Police officers need a warrant if they want to search through photos on a cell phone in possession of a defendant at the time of arrest, the Florida Supreme Court ruled on Thursday.
The ruling is related to an issue before the Legislature, which this session has considered putting the warrant requirement in statute.
While police officers in Jacksonville had the right to take the defendant’s cell phone, they should have gotten a warrant to look at the photos on the device, the Supreme Court ruled in a 5-2 decision. Justices R. Fred Lewis, Barbara Pariente, Peggy Quince, Jorge Labarga and James E.C. Perry were in the majority. Justice Charles Canady and Chief Justice Ricky Polston dissented.
The district appeals court had ruled that the cell phone search was legal but asked the state’s high court to take the issue.
The ruling came in the case of Cedric Smallwood, who was arrested in connection with a convenience store robbery in 2008. Officer Ike Brown had taken Smallwood’s phone, and a year later as the case was about to go to trial, he notified prosecutors that he had looked through photos on the phone and there were some that prosecutors might want to see. The prosecutor notified the defense and then sought a warrant.
The photos were of a gun and stacks of money.
Even though prosecutors sought a warrant, the defense argued the initial search of the phone was illegal. The defense argued people have an expectation of privacy in their smart phones, which are essentially small computers that fall within a “constitutional zone of privacy.”
The state contended that if the pictures had been printed photos in Smallwood’s wallet, previous court rulings have held there would be no problem with looking through them.
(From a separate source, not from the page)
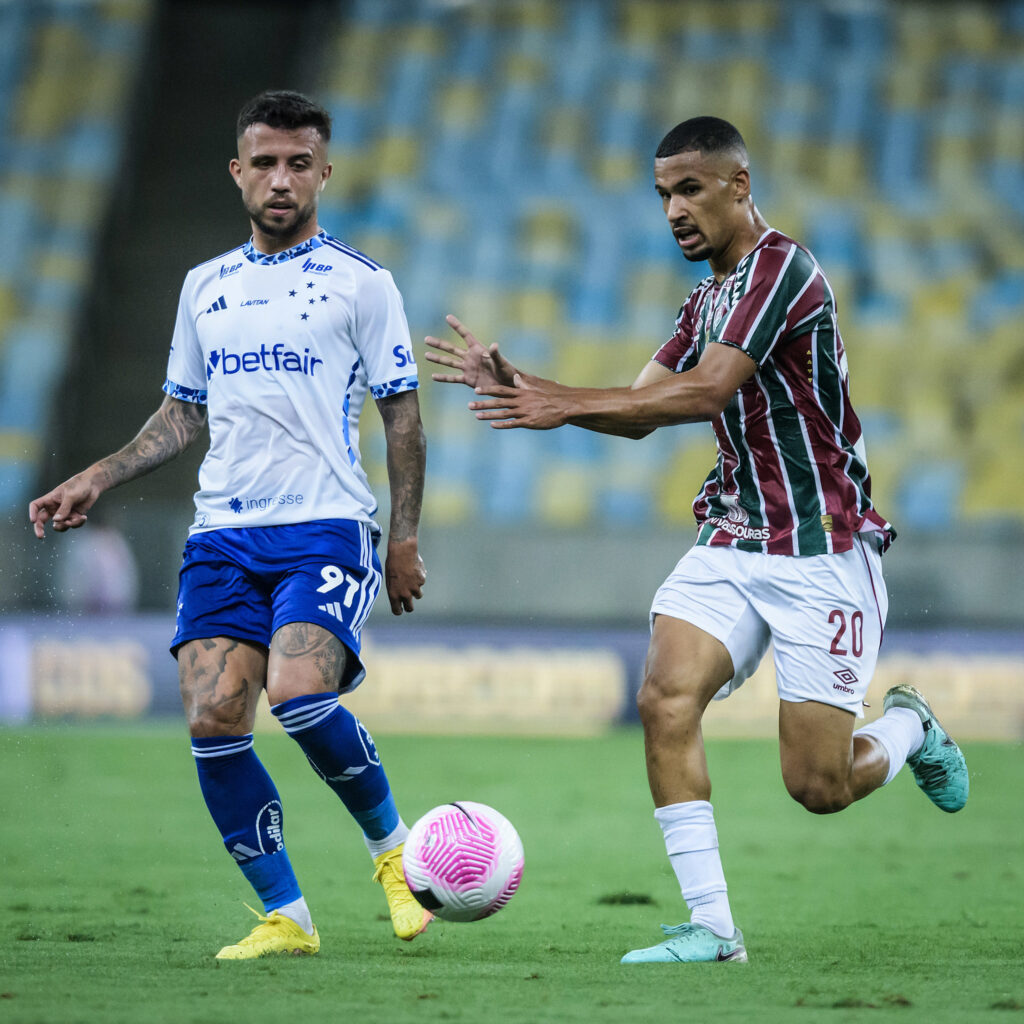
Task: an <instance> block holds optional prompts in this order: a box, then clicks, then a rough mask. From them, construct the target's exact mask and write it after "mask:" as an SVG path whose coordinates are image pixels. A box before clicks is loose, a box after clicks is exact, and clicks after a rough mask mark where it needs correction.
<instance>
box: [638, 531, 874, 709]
mask: <svg viewBox="0 0 1024 1024" xmlns="http://www.w3.org/2000/svg"><path fill="white" fill-rule="evenodd" d="M888 610H889V599H888V597H887V595H886V588H885V583H884V582H883V579H882V556H881V555H880V554H879V551H878V549H877V548H876V546H874V545H873V544H872V543H871V540H870V539H868V540H867V541H866V542H865V541H864V540H862V539H861V538H860V537H857V538H856V539H855V540H854V545H853V548H852V550H850V551H846V552H843V553H842V554H833V555H809V556H806V557H800V556H793V555H766V554H761V553H759V552H750V551H737V550H736V549H735V548H727V547H711V546H705V545H701V546H697V547H694V548H691V549H690V550H689V551H688V552H687V553H686V554H685V555H684V556H683V557H682V558H681V559H680V561H679V563H678V564H677V565H676V567H675V569H674V570H673V571H672V574H671V575H670V577H669V579H668V580H666V581H665V583H664V584H663V585H662V587H660V588H659V589H658V591H657V593H656V594H655V595H654V601H653V603H652V605H651V611H650V622H651V626H652V627H653V623H654V616H655V615H669V616H671V617H672V618H680V620H683V621H684V622H687V623H691V624H692V625H694V626H696V627H697V628H698V629H701V630H703V631H705V632H706V633H710V634H711V635H712V636H713V637H716V638H717V639H718V640H720V641H721V642H722V643H723V644H724V645H725V647H726V649H727V650H728V651H729V654H730V656H731V657H732V666H733V672H734V675H733V677H732V679H730V680H729V682H728V683H726V684H725V686H723V687H722V688H721V689H720V690H719V691H718V693H716V694H715V699H716V700H721V699H723V698H725V697H727V696H728V695H729V694H730V693H732V691H733V690H735V689H737V688H738V687H740V686H741V685H742V684H743V682H744V681H745V680H746V679H748V678H750V676H751V675H753V673H754V671H755V670H756V669H757V667H758V665H759V664H760V663H761V658H762V657H764V654H765V651H767V649H768V644H769V643H772V644H774V649H775V675H776V679H777V683H778V695H779V697H780V698H781V699H782V700H792V701H795V702H800V701H804V700H816V701H818V702H820V703H826V705H833V706H835V707H837V708H843V709H845V710H846V711H850V712H853V714H855V715H856V716H857V717H858V718H860V717H863V709H862V706H863V700H864V697H865V695H866V694H867V687H868V684H869V683H870V681H871V676H872V675H873V673H874V664H876V662H877V660H878V655H879V646H880V644H881V643H882V632H883V629H884V627H885V622H886V613H887V612H888Z"/></svg>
Smallwood was convicted of robbery and sentenced to 50 years.
He lost on appeal to the 1st District Court of Appeal, which relied on a U.S. Supreme Court decision in finding that police have broad ability to search personal items found on arrestees without a warrant. But Justice Lewis, writing for the Florida Supreme Court’s majority, said a cigarette pack containing drugs that was the focus of the U.S. Supreme Court case was very different from a modern smart phone.
“The capabilities of these small electronic devices have expanded to the extent that most types are now interactive, computer-like devices,” Lewis continued. “Vast amounts of private, personal information can be stored and accessed in or through these small electronic devices, including not just phone numbers and call history, but also photos, videos, bank records, medical information, daily planners, and even correspondence between individuals through applications such as Facebook and Twitter.”
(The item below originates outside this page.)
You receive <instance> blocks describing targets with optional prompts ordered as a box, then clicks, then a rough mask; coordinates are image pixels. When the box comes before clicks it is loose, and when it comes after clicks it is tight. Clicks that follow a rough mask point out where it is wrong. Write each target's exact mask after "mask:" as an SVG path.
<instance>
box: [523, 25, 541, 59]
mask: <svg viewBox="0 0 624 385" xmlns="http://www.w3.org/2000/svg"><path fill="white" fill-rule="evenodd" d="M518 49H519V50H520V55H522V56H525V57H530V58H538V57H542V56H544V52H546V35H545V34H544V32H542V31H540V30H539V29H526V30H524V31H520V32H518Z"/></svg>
He cited a federal court opinion that noted that computer searches can’t be treated the same as searches of someone’s pocket because computers contain so much personal information. And, he noted, phones are computers now.
The Legislature this year considered legislation (HB 797, SB 846) that would make photos and other data on cell phones not subject to search after an arrest in exactly the situation involved in the Smallwood case. Both of those bills remained in committee with less than two days left in the legislative session.